Single-sex schools help women become scientists, says Dame Mary Archer

Single sex schools help women become scientists because there is nobody to tell them that they should not be in the lab, Dame Mary Archer has said.

Dame Mary, who has just become chair of London’s Science Museum said she gained her love for the subject while a student at Cheltenham Ladies’ College where she had the same chemistry teacher as Margaret Thatcher.
“Going to a single-sex school is quite a traditional route for women my age into science because nobody said ‘You shouldn’t do that, dear’ — not until it is too late anyway,” she told the Evening standard.
Dame Mary, 70, went on to come top in her year at Oxford University where she studied chemistry.

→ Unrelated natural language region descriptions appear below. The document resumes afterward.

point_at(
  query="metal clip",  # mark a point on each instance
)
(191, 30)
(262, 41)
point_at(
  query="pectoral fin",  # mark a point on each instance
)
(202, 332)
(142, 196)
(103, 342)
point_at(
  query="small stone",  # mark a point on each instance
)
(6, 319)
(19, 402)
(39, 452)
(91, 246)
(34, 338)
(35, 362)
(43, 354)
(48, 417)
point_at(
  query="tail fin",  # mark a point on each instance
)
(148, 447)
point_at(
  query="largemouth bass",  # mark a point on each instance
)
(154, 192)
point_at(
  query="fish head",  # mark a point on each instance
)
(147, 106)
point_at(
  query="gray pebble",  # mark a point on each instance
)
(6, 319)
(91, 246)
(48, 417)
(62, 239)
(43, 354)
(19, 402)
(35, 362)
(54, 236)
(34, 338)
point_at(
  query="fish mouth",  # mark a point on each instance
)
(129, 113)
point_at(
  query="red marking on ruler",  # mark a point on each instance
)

Just eight per cent of students in her year were women.
“We were rare birds — quite literally,” she said. “I think I quite enjoyed that. It wasn’t until I became a lecturer at Cambridge that I [saw] glass ceilings. But by then your temperament is set: you’re unstoppable.”

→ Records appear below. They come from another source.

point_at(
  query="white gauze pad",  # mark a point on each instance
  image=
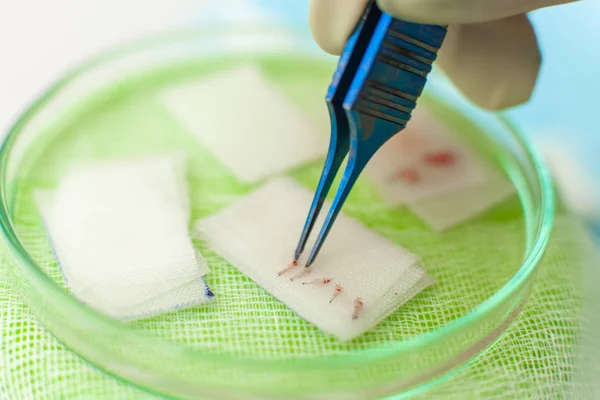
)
(448, 210)
(250, 126)
(423, 161)
(120, 232)
(258, 235)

When she was studying, funding was bountiful. She believes it is “much harder” now for students. “The debt is something I never had around my neck.”

The former Cambridge University lecturer said that girls of today need to learn that donning a lab coat is not a sign of masculinity. “Among the things that can turn [girls] off are very daunting role models: we can’t all be Marie Curie, nor do we all want to be.”